Se a ideia do legislador era oferecer mais segurança ao atleta, talvez fosse conveniente a previsão da criação, por uma nova lei, de um comitê que definisse quais as entidades reguladoras de esporte de combate profissional [6], unificando-se procedimentos de certificação de treinadores e de segurança do atleta, proibindo, por exemplo, que um atleta nocauteado em uma luta de boxe faça uma luta de MMA quando ainda estiver cumprindo suspensão médica aplicada pela entidade responsável pela regulação da luta de boxe.

Já passou da hora de entendermos que um olhar mais acurado em relação às lutas no Brasil é obrigatório, pois dispor da saúde dos atletas, lhes impondo treinamentos inadequados e lhes colocando para lutar de maneira controversa, são comportamentos comuns em diversas academias pelo Brasil.

A lei está nos dando uma chance de mudar o jogo.


[1] BRASIL. Lei Nº 14.597, de 14 de junho de 2023. Institui a Lei Geral do Esporte. Brasília, DF, 14 jun. 2023. Disponível em: https://www.planalto.gov.br/ccivil_03/_ato2023-2026/2023/lei/L14597.htm#:~:text=L14597&text=Institui%20a%20Lei%20Geral%20do%20Esporte.&text=Art.,Cultura%20de%20Paz%20no%20Esporte. Acesso em: 8 jan. 2024.

[2] No caso do MMA, embora o Sherdog e o Tapology sejam os mais populares em relação a aceitação das informações inseridas em sua plataforma, o site oficial, para efeito de confirmação de resultados de luta pela ABC é o MMA REGISTRY. No boxe, o registro oficial aceito pela ABC é feito através do site Boxrec. No caso do Boxrec, o registro só pode ser feito através das comissões filiadas à ABC ou das demais organizações internacionais filiadas à ABC. O Boxrec também registra as suspensões médicas, com o fito de ser resguardada a saúde do lutador. Os quatro principais órgãos sancionadores no boxe mundial são a Federação Internacional de Boxe (IBF), a Associação Mundial de Boxe (WBA), o Conselho Mundial de Boxe (WBC) e a Organização Mundial de Boxe (WBO). Cada uma dessas organizações designa um campeão mundial em cada divisão de peso e também classifica os competidores por divisão. O poder dessas organizações é derivado do fato de que, sem sua sanção oficial, uma luta não pode ser reconhecida como um “campeonato”, sendo assim menos atraente tanto para a televisão como para o público espectador. No Brasil, só o Conselho Nacional de Boxe (CNB) é ligado à estas entidades e pode fazer o registro no Boxrec.

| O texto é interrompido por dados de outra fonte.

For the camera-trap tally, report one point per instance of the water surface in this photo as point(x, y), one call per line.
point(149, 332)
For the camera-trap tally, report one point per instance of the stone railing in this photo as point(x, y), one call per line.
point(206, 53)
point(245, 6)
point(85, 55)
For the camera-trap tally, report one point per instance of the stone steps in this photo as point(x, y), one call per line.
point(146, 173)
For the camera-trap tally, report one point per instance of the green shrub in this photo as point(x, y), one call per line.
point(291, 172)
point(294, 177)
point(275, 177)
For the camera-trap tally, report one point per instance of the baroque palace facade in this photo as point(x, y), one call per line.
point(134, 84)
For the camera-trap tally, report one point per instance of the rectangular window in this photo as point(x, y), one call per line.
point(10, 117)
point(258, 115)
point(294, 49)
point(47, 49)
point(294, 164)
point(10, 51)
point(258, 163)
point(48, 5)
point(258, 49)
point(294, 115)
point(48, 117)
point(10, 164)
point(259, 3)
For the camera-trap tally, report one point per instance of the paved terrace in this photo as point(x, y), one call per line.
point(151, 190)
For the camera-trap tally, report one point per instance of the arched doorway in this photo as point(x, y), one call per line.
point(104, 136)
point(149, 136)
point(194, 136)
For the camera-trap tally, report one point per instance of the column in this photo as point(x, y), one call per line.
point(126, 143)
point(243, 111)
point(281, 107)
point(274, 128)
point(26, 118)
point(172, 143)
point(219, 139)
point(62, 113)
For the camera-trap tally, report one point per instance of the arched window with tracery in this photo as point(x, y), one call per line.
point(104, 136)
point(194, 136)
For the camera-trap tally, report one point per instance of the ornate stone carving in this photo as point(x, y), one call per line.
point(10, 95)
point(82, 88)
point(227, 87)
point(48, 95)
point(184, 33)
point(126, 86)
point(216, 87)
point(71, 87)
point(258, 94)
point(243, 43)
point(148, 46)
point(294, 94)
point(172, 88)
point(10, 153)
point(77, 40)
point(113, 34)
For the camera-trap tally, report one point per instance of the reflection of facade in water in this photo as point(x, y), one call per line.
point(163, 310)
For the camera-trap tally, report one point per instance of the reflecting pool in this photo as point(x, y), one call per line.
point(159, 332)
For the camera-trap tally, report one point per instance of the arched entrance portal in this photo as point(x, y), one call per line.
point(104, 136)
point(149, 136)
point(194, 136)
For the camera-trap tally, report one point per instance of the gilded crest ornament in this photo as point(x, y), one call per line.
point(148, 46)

[3] Para alguns atletas em começo de carreira geralmente são dadas lutas incompatíveis, nas quais estão níveis acima de seus adversários, isso para preencher seus registros com um número inchado na coluna de vitórias, seguido pelo que é mais enfatizado, um zero na coluna de derrotas.

[4] O Conselho Nacional de Desportos (CND) foi criado quando o país vivia um governo centralizador e procurava comandar as instituições de caráter geral, inclusive as esportivas, sendo uma estrutura com caráter monopolizante e centralizador, pois não permitia a livre organização e a livre iniciativa, atrelando, a partir de então, as organizações esportivas criadas e organizadas pela sociedade civil às determinações do poder central.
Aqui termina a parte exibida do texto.